Code Quality No automated test files exist anywhere in the repository, which is the most significant quality gap. The PHP backend compensates partially through a well-defined exception hierarchy with consistent HTTP status codes and a central bootstrap exception handler. The TypeScript codebase is strictly typed, and the production build pipeline enforces Prettier formatting and ESLint lint rules as hard prerequisites—the build fails if either check does not pass. MobX actions follow consistent patterns with explicit observable declarations. PHP code is clean and readable but lacks inline documentation. The ServiceContainer provides lightweight dependency resolution without a full IoC container. The absence of tests means correctness relies entirely on manual verification and the type system.
What Makes It Unique Faved’s most distinctive technical decision is building a custom PHP micro-framework rather than using Laravel or Symfony, keeping the entire backend dependency footprint minimal. The nested tag system uses a hierarchical parent-child data model with real-time rollup to include child-tag items in parent tag counts—an uncommon depth for bookmark tools that typically offer flat tags. Parallel metadata fetching via Guzzle Pool enriches multiple bookmarks concurrently.
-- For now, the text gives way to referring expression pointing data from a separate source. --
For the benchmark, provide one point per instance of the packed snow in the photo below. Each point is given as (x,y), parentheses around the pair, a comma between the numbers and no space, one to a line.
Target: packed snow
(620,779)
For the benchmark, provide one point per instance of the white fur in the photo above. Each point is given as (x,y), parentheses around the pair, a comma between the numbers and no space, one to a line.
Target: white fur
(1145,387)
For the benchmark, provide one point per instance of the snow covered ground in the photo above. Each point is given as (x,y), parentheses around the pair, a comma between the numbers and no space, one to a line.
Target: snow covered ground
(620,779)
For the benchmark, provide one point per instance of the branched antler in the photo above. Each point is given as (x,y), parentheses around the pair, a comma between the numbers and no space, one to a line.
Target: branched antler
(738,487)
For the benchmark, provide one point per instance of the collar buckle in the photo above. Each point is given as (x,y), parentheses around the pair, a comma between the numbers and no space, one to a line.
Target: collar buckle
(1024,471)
The Apple Shortcuts integration exposes a native share-sheet capture target for iOS users, which is rare among self-hosted web applications. Combined with a PWA manifest for installability, Faved achieves a mobile-native feel from a conventional self-hosted web stack without any React Native or Capacitor dependency.
Self-Hosting
Faved is released under the MIT License, one of the most permissive open-source licenses available. You can use it commercially, modify the source code, redistribute it, and incorporate it into proprietary systems without any obligation to share your changes. The only requirement is preserving the original copyright notice. There are no copyleft implications—your data, your modifications, and your infrastructure remain entirely under your control.
Running Faved yourself requires a Linux server (VPS or bare metal) with Docker installed. The official image (denho/faved) bundles Apache, PHP 8, and the pre-built React frontend into a single container; a single docker run command with a storage volume mount is all that’s needed to start. The storage volume persists the SQLite database file and cached bookmark images, so upgrades are performed by pulling the new image version and restarting the container. You are responsible for your own uptime, SSL termination (Apache config is volume-mounted for customization), database backups (a file copy of the SQLite file is sufficient), and applying image updates as they release.
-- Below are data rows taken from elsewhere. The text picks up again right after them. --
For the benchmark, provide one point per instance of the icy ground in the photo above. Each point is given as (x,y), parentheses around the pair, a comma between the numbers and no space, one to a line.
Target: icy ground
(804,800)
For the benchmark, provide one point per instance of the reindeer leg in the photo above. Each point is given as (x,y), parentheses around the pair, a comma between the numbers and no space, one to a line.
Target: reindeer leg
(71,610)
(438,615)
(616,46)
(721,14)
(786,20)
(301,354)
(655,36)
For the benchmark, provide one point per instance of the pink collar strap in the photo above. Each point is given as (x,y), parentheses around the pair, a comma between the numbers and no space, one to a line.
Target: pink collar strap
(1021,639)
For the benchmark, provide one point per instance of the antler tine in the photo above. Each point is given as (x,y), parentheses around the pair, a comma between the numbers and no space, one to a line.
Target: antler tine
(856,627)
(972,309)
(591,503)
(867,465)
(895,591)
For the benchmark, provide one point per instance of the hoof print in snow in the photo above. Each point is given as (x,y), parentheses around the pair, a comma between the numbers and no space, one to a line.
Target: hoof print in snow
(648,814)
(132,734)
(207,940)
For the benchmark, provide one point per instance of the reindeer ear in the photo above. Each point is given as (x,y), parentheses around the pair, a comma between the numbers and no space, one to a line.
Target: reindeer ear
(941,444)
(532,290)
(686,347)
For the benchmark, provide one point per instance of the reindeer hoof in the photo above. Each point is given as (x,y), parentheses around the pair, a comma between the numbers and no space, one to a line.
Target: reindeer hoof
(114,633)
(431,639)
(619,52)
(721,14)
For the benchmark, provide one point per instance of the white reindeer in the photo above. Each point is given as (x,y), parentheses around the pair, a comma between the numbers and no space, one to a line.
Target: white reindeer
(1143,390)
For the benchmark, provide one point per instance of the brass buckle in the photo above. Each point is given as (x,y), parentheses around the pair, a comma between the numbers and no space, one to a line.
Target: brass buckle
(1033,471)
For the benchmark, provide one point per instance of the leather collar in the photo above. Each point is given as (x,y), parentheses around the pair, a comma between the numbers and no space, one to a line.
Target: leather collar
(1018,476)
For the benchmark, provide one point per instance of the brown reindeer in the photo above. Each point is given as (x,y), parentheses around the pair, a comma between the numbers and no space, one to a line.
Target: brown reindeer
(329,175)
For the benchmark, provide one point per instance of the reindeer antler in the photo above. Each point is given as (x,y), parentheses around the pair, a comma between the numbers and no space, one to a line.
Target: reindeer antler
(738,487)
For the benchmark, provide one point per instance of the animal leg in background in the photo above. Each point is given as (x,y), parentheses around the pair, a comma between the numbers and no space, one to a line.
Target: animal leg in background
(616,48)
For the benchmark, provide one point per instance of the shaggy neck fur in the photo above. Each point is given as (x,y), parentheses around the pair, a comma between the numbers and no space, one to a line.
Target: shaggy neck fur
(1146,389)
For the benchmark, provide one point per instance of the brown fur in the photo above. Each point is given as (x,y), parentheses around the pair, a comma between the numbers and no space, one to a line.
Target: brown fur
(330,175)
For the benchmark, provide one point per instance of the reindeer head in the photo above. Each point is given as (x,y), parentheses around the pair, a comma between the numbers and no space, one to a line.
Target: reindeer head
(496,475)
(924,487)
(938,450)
For those who prefer not to manage infrastructure, faved.cloud offers a managed hosting tier with zero-setup onboarding, automatic backups, encryption at rest, and support. The self-hosted version is fully featured—there are no capabilities withheld behind the cloud plan, and the source code shows no license gates or feature flags. What the cloud tier adds is operational convenience: automatic updates, managed SSL, guaranteed uptime, and a support channel, rather than exclusive features.